Researchers discovered an unusual from of electronic order in a new family of superconductors.

The finding creates a connection between two superconductor families, allowing scientists to gain important insights into high-temperature superconductivity, Brookhaven National Laboratory reported.

"Finding this new material is a bit like an archeologist finding a new Egyptian pharaoh's tomb," said Simon Billinge, a physicist at Brookhaven Lab and Columbia University's School of Engineering and Applied Science, who led the research team. "As we try and solve the mysteries behind unconventional superconductivity, we need to discover different but related systems to give us a more complete picture of what is going on-just as a new tomb will turn up treasures not found before, giving a more complete picture of ancient Egyptian society."

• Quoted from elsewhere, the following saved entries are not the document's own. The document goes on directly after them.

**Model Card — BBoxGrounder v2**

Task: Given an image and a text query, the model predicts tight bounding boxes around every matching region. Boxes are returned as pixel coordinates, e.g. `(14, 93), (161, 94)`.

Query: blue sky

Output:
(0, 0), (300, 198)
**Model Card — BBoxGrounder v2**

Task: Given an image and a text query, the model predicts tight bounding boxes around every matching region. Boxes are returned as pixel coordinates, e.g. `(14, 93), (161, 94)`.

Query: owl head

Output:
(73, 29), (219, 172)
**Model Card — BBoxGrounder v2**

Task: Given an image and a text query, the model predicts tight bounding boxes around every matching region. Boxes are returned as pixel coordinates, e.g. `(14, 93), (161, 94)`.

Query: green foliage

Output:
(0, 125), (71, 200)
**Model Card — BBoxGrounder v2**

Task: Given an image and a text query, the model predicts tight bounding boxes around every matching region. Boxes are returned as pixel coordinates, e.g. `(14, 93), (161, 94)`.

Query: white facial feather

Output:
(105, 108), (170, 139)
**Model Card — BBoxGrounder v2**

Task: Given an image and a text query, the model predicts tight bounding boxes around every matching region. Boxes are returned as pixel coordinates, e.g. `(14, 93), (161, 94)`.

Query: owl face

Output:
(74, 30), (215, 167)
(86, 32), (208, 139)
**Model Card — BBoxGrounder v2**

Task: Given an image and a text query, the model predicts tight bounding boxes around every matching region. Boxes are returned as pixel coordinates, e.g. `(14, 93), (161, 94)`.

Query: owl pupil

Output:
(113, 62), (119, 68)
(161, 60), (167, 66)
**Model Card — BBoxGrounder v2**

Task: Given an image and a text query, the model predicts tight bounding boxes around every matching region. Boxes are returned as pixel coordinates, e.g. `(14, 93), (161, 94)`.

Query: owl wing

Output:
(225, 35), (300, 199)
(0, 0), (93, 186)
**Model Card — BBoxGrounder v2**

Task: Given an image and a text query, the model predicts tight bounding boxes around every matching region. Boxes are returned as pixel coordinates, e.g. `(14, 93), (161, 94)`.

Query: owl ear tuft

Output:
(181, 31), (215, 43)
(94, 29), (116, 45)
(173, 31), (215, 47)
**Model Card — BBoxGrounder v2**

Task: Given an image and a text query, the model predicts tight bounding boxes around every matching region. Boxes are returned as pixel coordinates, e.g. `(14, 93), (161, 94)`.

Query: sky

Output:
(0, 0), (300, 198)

Harnessing the power of superconductivity could lead to a more energy-efficient future. Most superconductors work at an extremely low temperature, making them incompatible with everyday life. "Higher temperature" superconductors can work in warmer environments, but still cannot operate at room temperature.

One of the great mysteries in this process is how electrons interact in high-temperature superconductors, allowing them to carry current with zero resistance and no loss. To solve this mystery researchers looked at different electronic states such as "charge density waves," in which charges form stripes and checkerboard patterns of charge. The researchers worked to determine if an unusual state, called nematic order,  would be observed in the new class of titanium-oxypnictide high-temperature superconductors.

To make their findings the researchers conducted two kinds of diffraction studies: neutron scattering experiments at the Los Alamos Neutron Science Center (LANSCE) at DOE's Los Alamos National Laboratory, and electron diffraction studies via a transmission electron microscope at Brookhaven Lab.

"These titanium-oxypnictide compounds are structurally similar to the other exotic superconductor systems, and they had all the telltale signs of a broken symmetry, such as anomalies in resistivity and thermodynamic measurements. But there was no sign of any kind of charge density wave in any previous measurement. It was a mystery," said Emil Bozin, whose group at Brookhaven specializes in searching for hidden local broken symmetries. "It was a natural for us to jump on this problem."

The findings revealed this type of symmetry breaking did occur at low temperatures, which provides insight help the researcher understand the role of electronic symmetry breaking in superconductivity.

The findings were published in a recent edition of the journal Nature Communications.